7 votes

The incentive problem at the heart of the American justice system

2 comments

  1. [2]
    skybrian
    Link
    From the article: [...] [...] [...] [...]

    From the article:

    In police officers per capita, the United States ranks 103 out of 146. This is actually worse than it sounds– most developed countries rank higher on that list, while most of the countries with the fewest police lack either the money to afford them, or lack effective governmental control over much of the country.

    Overall, compared to global averages, the United States has an average number of judges and prosecutors, one-third fewer police officers per capita, 2.5 times as many corrections officers per capita, and four times as many prisoners per capita. (Chart #1).

    [...]

    Since the US has more crime– and more violent crime in particular (not always more property crime), you’d think we’d spend more on our justice system. But actually, not particularly– the US spends about 1.25% of GDP on police and prisons combined, compared to 1.2% in the EU. The breakdown between the two is quite different though– the US spends .75% on police vs .5% on prisons, while the EU spends 1% on police vs .2% on prisons. (Chart #2).

    Yes, we have a higher total and per capita GDP so we spend more overall, but that just means cops and guards get paid more, since Americans in general get paid more– we still don’t get more of them unless we spend a greater portion of our GDP on them.

    [...]

    So, police funded locally, prison funded by the state. That leaves the third leg of the justice system– the courts. Courts are run and funded by local and county governments, again with a tiny bit of state and federal aid. Exactly how this works in terms of judges and district attorneys being elected vs appointed varies, but they’re local entities.

    [...]

    Now, look at this from the perspective of a local (or county) government. Law enforcement is a better solution, but it costs your money. Prison is an inferior solution, but it costs other people’s money.
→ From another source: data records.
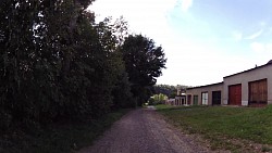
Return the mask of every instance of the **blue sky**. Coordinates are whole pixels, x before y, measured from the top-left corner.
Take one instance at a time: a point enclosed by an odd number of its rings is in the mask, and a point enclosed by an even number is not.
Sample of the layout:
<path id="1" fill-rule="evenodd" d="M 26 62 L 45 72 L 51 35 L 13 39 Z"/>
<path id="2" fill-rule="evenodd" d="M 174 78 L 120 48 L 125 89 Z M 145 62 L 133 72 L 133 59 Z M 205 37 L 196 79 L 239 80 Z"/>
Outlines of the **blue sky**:
<path id="1" fill-rule="evenodd" d="M 271 0 L 97 0 L 101 21 L 121 15 L 129 33 L 164 49 L 158 84 L 201 86 L 272 59 Z"/>

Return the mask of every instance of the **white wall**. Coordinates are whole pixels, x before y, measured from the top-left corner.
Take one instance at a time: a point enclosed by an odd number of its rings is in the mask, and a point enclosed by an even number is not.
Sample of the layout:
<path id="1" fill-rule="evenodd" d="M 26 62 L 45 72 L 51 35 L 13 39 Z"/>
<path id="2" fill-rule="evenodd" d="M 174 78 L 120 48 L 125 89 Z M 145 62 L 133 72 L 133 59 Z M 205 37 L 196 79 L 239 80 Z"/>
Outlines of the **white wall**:
<path id="1" fill-rule="evenodd" d="M 228 101 L 228 86 L 242 84 L 242 105 L 248 105 L 248 82 L 268 79 L 268 104 L 272 104 L 272 64 L 224 77 L 223 104 Z"/>

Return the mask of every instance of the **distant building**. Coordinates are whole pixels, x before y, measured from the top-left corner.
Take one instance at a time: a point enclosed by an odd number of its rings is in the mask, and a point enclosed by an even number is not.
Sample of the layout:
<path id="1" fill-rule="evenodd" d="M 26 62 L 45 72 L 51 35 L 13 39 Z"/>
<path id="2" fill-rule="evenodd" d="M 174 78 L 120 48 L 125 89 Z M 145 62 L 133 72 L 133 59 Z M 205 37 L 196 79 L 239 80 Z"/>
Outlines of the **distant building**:
<path id="1" fill-rule="evenodd" d="M 272 60 L 264 65 L 225 76 L 222 82 L 188 88 L 185 97 L 186 105 L 272 104 Z M 180 100 L 178 97 L 176 99 Z"/>

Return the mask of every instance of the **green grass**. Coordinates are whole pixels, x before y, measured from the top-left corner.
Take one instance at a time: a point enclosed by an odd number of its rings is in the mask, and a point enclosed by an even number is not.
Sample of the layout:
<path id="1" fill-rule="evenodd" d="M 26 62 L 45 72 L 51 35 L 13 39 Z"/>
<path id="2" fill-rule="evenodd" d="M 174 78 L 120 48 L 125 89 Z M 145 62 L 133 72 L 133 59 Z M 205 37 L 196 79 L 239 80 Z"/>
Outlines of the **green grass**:
<path id="1" fill-rule="evenodd" d="M 23 132 L 20 129 L 0 136 L 0 152 L 5 153 L 69 153 L 91 145 L 114 122 L 129 110 L 110 113 L 99 120 L 78 124 L 49 125 L 47 128 Z"/>
<path id="2" fill-rule="evenodd" d="M 246 140 L 272 144 L 272 105 L 268 107 L 157 106 L 158 112 L 189 133 L 210 140 L 212 149 L 237 151 Z M 246 142 L 245 142 L 246 143 Z M 267 146 L 263 150 L 268 150 Z"/>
    And that right there is the central point of this article– the way the US federal system divides up responsibilities between different levels of government produces strong incentives to try and pass the buck by spending some other government’s money, even if your government is the one with the best tools for fighting crime.

    [...]

    In short, local and county governments have every incentive to under-police and over-sentence, and they do just that. So we’ve answered the question I posed at the beginning of this article– why are we following this strategy that we know is ineffective?

    2 votes
    1. EgoEimi
      Link Parent
      This is very interesting. Policing in the US is quite underfunded and understaffed considering its crime levels relative to EU funding, staffing, and crime levels. Furthermore, decentralization of...
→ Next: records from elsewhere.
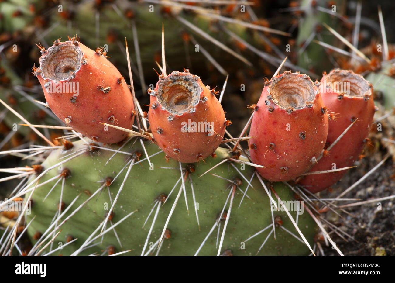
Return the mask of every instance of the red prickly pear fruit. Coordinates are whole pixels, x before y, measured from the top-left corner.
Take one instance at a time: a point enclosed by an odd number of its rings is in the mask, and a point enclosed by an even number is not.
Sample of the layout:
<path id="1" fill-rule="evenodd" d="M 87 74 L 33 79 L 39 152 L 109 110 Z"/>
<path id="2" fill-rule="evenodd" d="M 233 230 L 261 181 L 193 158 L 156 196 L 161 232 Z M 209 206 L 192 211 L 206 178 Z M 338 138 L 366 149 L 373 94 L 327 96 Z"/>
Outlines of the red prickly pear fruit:
<path id="1" fill-rule="evenodd" d="M 251 122 L 251 158 L 271 181 L 293 179 L 321 154 L 328 117 L 318 87 L 307 75 L 286 72 L 267 81 Z"/>
<path id="2" fill-rule="evenodd" d="M 341 139 L 324 155 L 310 171 L 331 170 L 352 166 L 365 143 L 374 113 L 372 84 L 352 71 L 336 69 L 321 79 L 322 95 L 325 106 L 338 114 L 329 123 L 326 149 L 356 119 L 357 121 Z M 336 167 L 335 168 L 334 167 Z M 336 183 L 347 170 L 305 176 L 299 183 L 316 193 Z"/>
<path id="3" fill-rule="evenodd" d="M 211 155 L 225 133 L 225 113 L 214 89 L 189 70 L 160 76 L 148 119 L 154 139 L 165 153 L 181 162 L 199 161 Z"/>
<path id="4" fill-rule="evenodd" d="M 57 40 L 41 49 L 40 67 L 33 67 L 49 108 L 67 125 L 98 142 L 113 143 L 127 135 L 100 122 L 131 128 L 133 97 L 120 73 L 102 48 L 96 52 L 75 37 Z"/>

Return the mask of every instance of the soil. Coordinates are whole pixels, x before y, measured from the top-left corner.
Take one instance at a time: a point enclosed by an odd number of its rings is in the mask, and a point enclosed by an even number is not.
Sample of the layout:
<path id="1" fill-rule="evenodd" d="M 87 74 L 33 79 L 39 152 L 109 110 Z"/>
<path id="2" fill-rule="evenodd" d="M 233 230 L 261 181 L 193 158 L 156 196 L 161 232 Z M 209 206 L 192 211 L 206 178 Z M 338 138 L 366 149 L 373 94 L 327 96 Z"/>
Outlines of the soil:
<path id="1" fill-rule="evenodd" d="M 333 186 L 331 192 L 322 192 L 322 198 L 334 198 L 357 181 L 382 160 L 377 153 L 364 159 L 358 167 L 351 169 L 341 180 Z M 394 166 L 391 158 L 363 182 L 345 195 L 344 198 L 362 199 L 362 201 L 395 194 Z M 333 212 L 324 217 L 352 236 L 348 242 L 335 233 L 331 237 L 344 255 L 395 255 L 395 199 L 374 202 L 346 209 L 354 217 L 341 213 L 343 218 Z M 346 202 L 345 203 L 351 202 Z M 381 203 L 381 205 L 380 204 Z M 343 202 L 342 202 L 343 204 Z M 348 237 L 345 237 L 346 239 Z M 323 245 L 325 255 L 339 255 L 336 251 Z"/>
      This is very interesting. Policing in the US is quite underfunded and understaffed considering its crime levels relative to EU funding, staffing, and crime levels. Furthermore, decentralization of police likely results in massive inefficiencies.

      Coincidentally, tonight I mark my ✨2nd time being victimized in less than a month✨ here in Oakland, and my 5th time in 2 years — not counting road incidents. A laptop was burgled from my home tonight. The other weekend my electric bike was stolen.
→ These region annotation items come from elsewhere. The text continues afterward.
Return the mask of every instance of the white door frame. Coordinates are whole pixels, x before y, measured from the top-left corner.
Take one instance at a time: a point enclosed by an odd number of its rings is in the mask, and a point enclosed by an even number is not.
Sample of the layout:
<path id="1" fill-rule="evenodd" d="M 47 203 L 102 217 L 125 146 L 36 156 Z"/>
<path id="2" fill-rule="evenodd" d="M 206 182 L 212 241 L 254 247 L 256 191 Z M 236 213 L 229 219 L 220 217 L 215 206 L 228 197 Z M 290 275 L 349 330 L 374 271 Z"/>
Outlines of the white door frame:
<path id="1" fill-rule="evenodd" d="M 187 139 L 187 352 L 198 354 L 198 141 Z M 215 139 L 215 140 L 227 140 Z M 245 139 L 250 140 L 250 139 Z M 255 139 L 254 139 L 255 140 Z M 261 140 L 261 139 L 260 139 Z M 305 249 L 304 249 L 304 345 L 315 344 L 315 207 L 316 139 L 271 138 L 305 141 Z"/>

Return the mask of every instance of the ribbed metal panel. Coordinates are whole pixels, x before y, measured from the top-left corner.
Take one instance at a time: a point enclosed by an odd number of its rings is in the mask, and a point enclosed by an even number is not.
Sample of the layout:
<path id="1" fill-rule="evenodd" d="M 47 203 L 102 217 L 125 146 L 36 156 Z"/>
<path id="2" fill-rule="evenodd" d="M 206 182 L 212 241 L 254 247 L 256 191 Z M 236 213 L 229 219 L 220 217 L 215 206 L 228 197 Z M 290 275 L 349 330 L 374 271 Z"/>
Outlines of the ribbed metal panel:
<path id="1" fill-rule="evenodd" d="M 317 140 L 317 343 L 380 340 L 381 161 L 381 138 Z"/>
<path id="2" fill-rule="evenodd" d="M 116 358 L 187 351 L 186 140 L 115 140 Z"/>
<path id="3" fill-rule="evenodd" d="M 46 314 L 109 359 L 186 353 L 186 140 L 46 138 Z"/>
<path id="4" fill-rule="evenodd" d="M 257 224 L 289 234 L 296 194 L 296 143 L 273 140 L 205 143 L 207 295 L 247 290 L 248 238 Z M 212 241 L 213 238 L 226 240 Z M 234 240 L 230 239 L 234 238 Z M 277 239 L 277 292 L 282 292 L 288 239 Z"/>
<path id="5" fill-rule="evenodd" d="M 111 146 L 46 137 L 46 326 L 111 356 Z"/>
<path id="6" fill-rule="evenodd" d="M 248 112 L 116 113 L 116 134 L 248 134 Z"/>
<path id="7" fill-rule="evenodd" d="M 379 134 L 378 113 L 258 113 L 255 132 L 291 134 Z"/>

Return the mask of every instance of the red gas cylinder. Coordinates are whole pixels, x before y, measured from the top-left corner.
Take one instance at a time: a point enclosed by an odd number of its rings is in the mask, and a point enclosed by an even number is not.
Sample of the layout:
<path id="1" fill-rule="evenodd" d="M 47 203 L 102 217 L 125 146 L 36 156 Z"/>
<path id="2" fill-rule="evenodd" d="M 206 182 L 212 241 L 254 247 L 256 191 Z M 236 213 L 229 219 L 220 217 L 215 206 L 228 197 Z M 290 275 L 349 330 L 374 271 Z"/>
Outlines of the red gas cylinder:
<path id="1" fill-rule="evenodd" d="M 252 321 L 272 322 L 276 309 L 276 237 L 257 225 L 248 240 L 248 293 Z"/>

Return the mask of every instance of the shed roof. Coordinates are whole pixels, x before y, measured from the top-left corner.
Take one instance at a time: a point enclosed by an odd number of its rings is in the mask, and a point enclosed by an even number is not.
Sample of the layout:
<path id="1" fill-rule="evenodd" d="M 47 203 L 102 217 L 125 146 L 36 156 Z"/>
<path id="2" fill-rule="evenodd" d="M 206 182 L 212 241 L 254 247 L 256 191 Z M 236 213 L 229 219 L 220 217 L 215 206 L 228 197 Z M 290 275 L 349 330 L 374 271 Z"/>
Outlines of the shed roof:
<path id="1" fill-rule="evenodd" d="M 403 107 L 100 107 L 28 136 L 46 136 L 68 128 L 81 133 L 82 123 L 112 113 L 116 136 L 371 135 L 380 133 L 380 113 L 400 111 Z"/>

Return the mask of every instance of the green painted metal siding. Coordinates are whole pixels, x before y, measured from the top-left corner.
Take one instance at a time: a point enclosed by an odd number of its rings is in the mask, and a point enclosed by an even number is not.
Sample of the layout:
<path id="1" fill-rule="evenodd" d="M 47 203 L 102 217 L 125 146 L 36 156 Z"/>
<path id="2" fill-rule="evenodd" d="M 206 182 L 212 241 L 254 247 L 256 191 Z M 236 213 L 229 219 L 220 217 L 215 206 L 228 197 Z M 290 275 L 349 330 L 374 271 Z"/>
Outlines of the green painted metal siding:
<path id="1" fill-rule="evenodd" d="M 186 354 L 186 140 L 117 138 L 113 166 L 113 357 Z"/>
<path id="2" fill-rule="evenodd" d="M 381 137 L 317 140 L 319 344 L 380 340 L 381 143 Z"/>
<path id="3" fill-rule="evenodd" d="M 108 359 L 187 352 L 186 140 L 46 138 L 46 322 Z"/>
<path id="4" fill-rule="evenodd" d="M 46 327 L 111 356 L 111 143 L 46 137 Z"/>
      For my bike: calling the police non-emergency line had a 45min+ wait. And once the bike crossed jurisdictions, it became hell to get either police departments to act on it because they hadn’t harmonized bureaucratic procedures. Getting the other police dept to send an officer for a civil standby as I went to retrieve it (civil standby: they could not search or intervene, only enforce peace) took 2+ hours because they were understaffed and the city was erupting in incidents. When the very exhausted officer arrived, his radio just called in—I heard—of a gun threat nearby, so he asked me to resolve the incident quickly so he could go to the next call.